Letter from Thomas Christie to his father – March 12, 1865

Filed under: Civil War Daybook — Lori Williamson @ 9:00 am

Partial Transcript:

We have had for 6 weeks a most active campaign. As usual, nothing but success has attended us since we left Pocotaligo…Marching slowly, on the second of Feb. we struck the enemy in some force at the bridge over the Salkehatchie;…Our fellows waded across 27 streams, some of them waist deep, fighting all the way; General Smith and Belknap on foot with their swards drawn, at the head of their men.  On the 4th we were all across the swamp.  Rain day and night, bottomless mud, and the rebel rearguard, all combined could not stop us…On the 11th we advanced to the North Edisto, where the Johnnies again disputted the passage.  The next day we kept them amused by shelling them; til one of the regiments of our Division swam the river and flanked them out.They retreated hastily, setting fire to the town of Orangeburg as they left. That night we crossed, rode through the streets of the flaming city, and camped in the suburbs.  On the next day, the 13th, we took the road to Columbia…On the 3rd of March we reached Cheraw, where we found some 40 pieces of artillery and immense quantities of ammunition, which had been sent up from Charleston; all these we destroyed except one gun.  This is a Blakely, a splendid piece, made in England.  Gen. Blair gave it to the Capt.
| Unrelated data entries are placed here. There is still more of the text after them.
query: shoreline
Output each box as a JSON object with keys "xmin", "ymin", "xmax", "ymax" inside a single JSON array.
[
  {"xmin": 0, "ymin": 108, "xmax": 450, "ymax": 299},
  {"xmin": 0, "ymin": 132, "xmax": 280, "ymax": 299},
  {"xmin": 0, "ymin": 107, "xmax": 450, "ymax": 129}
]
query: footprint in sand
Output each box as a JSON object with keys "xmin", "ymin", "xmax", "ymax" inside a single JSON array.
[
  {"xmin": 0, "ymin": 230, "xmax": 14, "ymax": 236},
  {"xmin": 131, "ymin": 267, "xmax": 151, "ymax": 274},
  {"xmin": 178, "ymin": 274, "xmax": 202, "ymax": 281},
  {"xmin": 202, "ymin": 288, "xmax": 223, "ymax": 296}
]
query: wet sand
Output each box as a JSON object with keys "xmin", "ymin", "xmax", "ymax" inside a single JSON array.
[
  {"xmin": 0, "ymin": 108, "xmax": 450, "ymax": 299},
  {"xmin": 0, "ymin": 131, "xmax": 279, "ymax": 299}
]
To present to the state of Minn…The taking of Charlston we justly claim as another feather in the cap of Sherman’s Army; for it was in consequence of our movements that the enemy were compelled to leave the much battered city…When we came to one of the numerous cypress swamps, the artillery and wagon trains would halt; the brigades of infantry would then advance into the swamp, each man carrying a rail on his shoulder; this he would throw down in the proper place, and pass on.  In this way miles of fences were changed into corduroy roads, for the passage of our wheels.  Lieut. Budlong and his Corps of Pioneers were most efficient.  I have often seen them standing in water up to their knees, chopping down trees for bridges.  We shall not stay here long; the grand campaign against Richmond must soon begin…

Citation: March 12, 1865. Letter from Thomas Christie as it appears in Brothers of Mines: The Civil War Letters of Thomas & William Christie, Edited by Hampton Smith, 2011, The Minnesota Historical Society.